El martes me recorrí casi toda Extremadura en coche. Una sesión en Plasencia, otra en Cáceres y otra en Zafra. Paré a poner gasolina y me crucé con un rebaño de ovejas. El ganado delante. El pastor atrás. La primera oveja se asusto al encontrarse con mi coche. Se detuvo en seco. El resto del rebaño, sin pensarlo -para algo son borregos-, se detuvo también. Ninguna oveja hizo otra cosa. Todas hacen lo que la primera hace. Se han acostumbrado a ello.

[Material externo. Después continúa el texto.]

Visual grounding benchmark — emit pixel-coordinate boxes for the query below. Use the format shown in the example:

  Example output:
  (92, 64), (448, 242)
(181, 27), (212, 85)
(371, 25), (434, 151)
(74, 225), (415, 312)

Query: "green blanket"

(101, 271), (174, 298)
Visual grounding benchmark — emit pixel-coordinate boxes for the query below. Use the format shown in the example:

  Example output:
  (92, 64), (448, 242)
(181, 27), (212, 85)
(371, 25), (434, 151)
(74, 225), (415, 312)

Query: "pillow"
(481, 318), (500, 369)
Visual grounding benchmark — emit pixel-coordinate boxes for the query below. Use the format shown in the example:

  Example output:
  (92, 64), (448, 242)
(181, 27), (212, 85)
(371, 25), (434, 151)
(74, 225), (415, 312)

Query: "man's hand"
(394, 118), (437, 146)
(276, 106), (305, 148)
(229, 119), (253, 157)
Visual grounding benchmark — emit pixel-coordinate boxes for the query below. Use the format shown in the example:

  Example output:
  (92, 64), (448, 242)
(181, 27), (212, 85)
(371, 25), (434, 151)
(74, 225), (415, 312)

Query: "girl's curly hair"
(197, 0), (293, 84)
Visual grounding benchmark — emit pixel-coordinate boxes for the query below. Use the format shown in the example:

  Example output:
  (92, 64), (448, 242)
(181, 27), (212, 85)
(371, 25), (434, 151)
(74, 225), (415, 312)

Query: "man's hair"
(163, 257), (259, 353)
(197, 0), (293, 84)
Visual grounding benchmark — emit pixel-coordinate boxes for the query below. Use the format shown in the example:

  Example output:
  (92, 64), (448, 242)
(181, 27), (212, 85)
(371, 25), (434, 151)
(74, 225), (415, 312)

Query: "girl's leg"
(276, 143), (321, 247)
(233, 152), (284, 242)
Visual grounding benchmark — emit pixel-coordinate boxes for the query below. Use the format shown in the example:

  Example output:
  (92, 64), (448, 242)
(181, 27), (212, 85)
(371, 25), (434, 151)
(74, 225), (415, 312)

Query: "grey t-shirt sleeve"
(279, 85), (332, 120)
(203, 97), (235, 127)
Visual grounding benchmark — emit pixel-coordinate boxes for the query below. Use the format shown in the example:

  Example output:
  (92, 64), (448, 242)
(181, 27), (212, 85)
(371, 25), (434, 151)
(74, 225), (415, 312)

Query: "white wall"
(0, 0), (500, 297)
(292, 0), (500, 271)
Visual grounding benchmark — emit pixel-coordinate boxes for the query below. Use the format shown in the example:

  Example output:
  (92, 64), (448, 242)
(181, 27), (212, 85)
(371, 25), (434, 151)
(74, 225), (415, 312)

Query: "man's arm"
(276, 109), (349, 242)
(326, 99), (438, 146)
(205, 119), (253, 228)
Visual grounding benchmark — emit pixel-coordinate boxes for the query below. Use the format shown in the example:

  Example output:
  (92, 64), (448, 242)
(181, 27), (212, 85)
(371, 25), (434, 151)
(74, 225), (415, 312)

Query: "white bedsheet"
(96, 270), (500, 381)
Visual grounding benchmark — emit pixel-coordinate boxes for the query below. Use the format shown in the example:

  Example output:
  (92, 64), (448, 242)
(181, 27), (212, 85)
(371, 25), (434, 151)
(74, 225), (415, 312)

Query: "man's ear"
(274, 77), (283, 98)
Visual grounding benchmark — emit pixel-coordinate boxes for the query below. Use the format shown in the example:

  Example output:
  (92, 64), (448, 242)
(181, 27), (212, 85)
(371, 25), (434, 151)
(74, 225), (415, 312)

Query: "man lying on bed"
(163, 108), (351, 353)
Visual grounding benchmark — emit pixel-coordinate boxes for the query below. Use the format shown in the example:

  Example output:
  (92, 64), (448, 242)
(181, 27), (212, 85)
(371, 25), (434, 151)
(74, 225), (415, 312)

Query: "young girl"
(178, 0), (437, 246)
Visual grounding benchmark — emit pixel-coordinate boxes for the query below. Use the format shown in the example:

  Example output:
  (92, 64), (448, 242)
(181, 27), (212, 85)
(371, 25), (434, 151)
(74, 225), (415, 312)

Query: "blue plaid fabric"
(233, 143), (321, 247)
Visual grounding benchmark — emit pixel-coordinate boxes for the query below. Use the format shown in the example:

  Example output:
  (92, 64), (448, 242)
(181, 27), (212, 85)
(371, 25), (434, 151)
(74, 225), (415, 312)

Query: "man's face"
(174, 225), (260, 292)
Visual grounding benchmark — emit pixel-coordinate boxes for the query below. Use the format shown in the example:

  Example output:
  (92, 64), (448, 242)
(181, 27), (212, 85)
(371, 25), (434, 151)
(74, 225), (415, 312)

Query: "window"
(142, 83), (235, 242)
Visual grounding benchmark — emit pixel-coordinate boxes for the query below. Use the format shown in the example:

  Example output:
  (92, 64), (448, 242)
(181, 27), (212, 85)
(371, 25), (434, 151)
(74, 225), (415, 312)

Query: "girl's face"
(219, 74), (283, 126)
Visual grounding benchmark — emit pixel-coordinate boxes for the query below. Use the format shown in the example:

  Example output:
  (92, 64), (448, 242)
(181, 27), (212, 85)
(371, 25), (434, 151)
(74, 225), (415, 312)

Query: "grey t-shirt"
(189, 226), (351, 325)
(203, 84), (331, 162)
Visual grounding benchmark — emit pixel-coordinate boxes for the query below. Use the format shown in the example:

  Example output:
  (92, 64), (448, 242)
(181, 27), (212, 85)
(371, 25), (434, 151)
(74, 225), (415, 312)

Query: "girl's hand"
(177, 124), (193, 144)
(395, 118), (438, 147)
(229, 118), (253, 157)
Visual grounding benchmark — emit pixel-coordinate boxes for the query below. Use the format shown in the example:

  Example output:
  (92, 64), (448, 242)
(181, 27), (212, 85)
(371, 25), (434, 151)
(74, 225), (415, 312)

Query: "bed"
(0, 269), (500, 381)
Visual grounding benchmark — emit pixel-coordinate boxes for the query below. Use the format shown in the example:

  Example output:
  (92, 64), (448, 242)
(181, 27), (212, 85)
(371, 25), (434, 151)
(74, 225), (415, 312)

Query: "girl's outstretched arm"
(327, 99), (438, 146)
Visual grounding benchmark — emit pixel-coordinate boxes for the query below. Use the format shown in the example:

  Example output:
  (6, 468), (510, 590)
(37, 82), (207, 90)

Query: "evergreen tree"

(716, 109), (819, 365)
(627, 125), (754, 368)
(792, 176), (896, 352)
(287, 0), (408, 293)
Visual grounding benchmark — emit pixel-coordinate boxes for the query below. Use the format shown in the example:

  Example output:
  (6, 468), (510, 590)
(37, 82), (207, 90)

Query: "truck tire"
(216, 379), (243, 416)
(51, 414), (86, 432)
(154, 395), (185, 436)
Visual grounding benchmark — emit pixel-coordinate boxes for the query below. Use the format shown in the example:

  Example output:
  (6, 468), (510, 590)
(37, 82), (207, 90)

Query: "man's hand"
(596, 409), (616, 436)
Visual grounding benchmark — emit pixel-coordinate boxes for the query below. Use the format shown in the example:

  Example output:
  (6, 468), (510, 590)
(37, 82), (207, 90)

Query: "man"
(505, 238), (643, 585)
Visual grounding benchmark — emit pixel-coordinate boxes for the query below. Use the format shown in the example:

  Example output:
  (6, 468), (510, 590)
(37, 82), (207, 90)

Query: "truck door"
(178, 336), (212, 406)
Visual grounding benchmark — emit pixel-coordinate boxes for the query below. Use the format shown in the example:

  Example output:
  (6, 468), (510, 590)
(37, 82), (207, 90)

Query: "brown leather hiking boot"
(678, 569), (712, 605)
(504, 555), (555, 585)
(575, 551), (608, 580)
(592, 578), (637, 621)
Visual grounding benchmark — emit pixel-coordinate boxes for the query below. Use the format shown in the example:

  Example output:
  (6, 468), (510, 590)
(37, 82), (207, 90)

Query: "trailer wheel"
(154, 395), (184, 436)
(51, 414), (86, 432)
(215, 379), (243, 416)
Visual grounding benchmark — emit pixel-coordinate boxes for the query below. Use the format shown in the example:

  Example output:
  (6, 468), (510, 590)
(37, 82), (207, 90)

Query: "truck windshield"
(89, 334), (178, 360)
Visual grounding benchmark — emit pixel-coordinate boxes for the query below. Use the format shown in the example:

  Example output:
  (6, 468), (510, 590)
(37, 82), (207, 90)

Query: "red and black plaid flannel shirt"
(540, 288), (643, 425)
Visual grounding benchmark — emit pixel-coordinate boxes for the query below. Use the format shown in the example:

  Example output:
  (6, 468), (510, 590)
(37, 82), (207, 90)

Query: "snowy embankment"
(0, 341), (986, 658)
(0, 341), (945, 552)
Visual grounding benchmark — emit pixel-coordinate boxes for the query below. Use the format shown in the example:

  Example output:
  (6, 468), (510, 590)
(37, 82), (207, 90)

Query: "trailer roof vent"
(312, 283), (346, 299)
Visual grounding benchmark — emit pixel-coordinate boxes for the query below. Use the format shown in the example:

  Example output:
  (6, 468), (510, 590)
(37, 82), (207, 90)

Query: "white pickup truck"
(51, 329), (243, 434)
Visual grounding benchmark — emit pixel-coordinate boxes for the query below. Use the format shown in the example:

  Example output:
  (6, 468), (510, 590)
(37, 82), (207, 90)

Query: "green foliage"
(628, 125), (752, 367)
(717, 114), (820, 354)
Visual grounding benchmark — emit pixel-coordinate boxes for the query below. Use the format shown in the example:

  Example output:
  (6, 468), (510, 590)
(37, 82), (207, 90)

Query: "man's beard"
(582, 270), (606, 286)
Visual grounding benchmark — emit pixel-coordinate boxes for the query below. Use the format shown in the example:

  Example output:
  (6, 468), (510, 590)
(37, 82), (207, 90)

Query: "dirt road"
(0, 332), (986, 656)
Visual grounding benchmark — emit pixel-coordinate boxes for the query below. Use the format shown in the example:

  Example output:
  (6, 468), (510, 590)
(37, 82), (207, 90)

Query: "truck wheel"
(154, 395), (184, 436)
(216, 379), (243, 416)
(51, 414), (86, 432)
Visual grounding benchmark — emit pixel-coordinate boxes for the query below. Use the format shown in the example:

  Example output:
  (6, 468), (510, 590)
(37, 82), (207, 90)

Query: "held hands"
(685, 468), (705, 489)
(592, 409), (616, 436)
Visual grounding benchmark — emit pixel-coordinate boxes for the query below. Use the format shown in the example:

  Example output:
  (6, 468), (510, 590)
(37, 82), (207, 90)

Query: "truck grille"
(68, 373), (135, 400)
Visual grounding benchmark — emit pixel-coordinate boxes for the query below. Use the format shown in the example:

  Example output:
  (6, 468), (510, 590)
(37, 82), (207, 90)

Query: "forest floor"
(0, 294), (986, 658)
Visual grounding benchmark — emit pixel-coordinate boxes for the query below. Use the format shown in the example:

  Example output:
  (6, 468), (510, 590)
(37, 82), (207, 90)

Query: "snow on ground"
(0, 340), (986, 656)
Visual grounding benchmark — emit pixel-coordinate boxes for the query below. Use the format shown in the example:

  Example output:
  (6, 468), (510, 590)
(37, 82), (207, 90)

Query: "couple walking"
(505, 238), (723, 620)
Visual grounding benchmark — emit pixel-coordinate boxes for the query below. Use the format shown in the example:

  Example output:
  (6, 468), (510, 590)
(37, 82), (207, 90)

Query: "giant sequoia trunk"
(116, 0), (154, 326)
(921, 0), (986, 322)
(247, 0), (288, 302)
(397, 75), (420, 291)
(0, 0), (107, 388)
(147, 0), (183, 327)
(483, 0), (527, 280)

Cuentan que un hombre fue secuestrado por sus enemigos. Lo condujeron a una mazmorra y allí le ataron las manos. Dejaron a un guardián en la puerta para evitar que escapara. Al principio, desesperado, intentó romper sus ataduras. Cuando se convenció de lo inútil de sus esfuerzos, poco a poco se fue acostumbrando.
Consiguió ir valiéndose con las manos atadas. Aprendió a soltarse los zapatos, a encenderse un cigarrillo, a comer, a vestirse... y se fue olvidando que alguna vez tuvo las manos libres.
En paralelo fue entablando una cierta amistad con su carcelero. Este le leía cada mañana las noticias que ocurrían en el mundo de "los hombres de las manos libres". Todo eran crímenes, injusticias y dolor.
Al final el preso empezó a pensar que era mejor vivir con las manos atadas.
Muchos años después sus amigos lo encontraron y fue liberado. Pero era demasiado tarde: tenía las manos atrofiadas.
No podemos acostumbrarnos a vivir limitados. Jamás. Nuestra responsabilidad es dar la mejor versión de nosotros mismos. Y en eso no nos podemos rendir. Da la sensación de que nuestra sociedad ha cambiado el bienestar y la comodidad por vivir atados, convertidos en los borregos del rebaño que vi en Extremadura, sin querer destacar por encima de la media.
No es bueno atarse las manos para no hacer nada malo, si ello conlleva perder las alas que nos lleven a volar alto.